Comment ne pas mettre en
relief l’esclavage, l’inégalité des races, donc, le pillage, la colonisation,
l’épuration ethnique, l’apartheid, le génocide des peuples autochtones. Ne s’agit-il
pas de l’histoire glorieuse d’un homme Blanc
qui exerça son droit divin, d’écraser de son genou la nuque d’un peuple qui
réclame son droit à la respiration.
Sommes-nous à l’orée d’une
révolution culturelle ? Bon Dieu, les conséquences sont extraordinaires.
Cela veut dire que nous allons entrer de plein pied, en pleine modernité. Cela
veut dire, que nous allons tourner cette page de honte. Cette même page qui empoisonna
notre existence, assombrit nos horizons et ceux des générations futurs.
Reste à dire, qu’une telle
modernité intellectuelle, ne peut avoir lieu sans le feu roulant d’une critique
historique dévastatrice et salutaire, nous rappelant que nos préjugés sont
complaisamment entretenus, que nos exclusions sont savamment maintenues, que
nos lâchetés sont abondamment irriguées.
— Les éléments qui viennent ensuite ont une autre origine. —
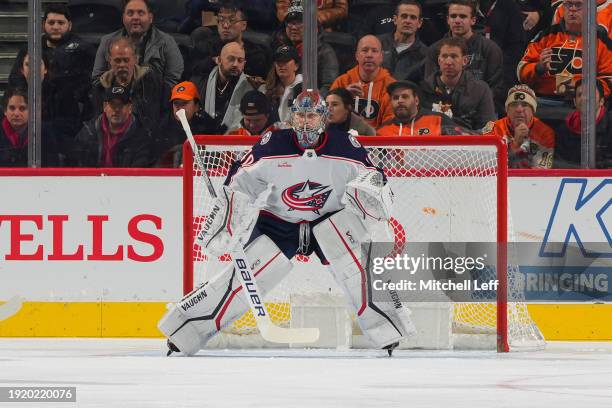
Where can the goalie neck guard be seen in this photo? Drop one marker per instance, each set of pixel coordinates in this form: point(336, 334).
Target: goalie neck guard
point(308, 118)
Ainsi, c’est une supercherie que de proclamer
sur tous les toits, que la barbarie Hitlérienne est effacée, que l’infâme fasciste
est vaincue. Non, l’opprobre s’efface il est vrai, mais il continue
sournoisement à structurer certaines consciences. Tant il est vrai, que « les
progrès de la raison sont lents et les racines des préjugés profondes », comme
nous l’enseigna le grand Voltaire.
Voltaire, dites-vous ? Alors,
n’est-il pas temps d’écouter ces allumeurs de réverbères, ceux qui s’attèlent à
cette noble tâche de nous éclairer, de rétablir les ponts avec une fraternité
méprisée. Ceux, qui nous apprennent à trembler d’émotion et de colère face à
l’asservissement de l’homme par l’homme. Ceux, qui nous apprennent qu’il faut
se méfier d’une vérité qui ne satisfait que soi, et surtout cette vérité ignominieuse
qui veut convaincre que certains hommes sont d’une autre essence, ce qui
justifie leur asservissement et la confiscation de leurs droits.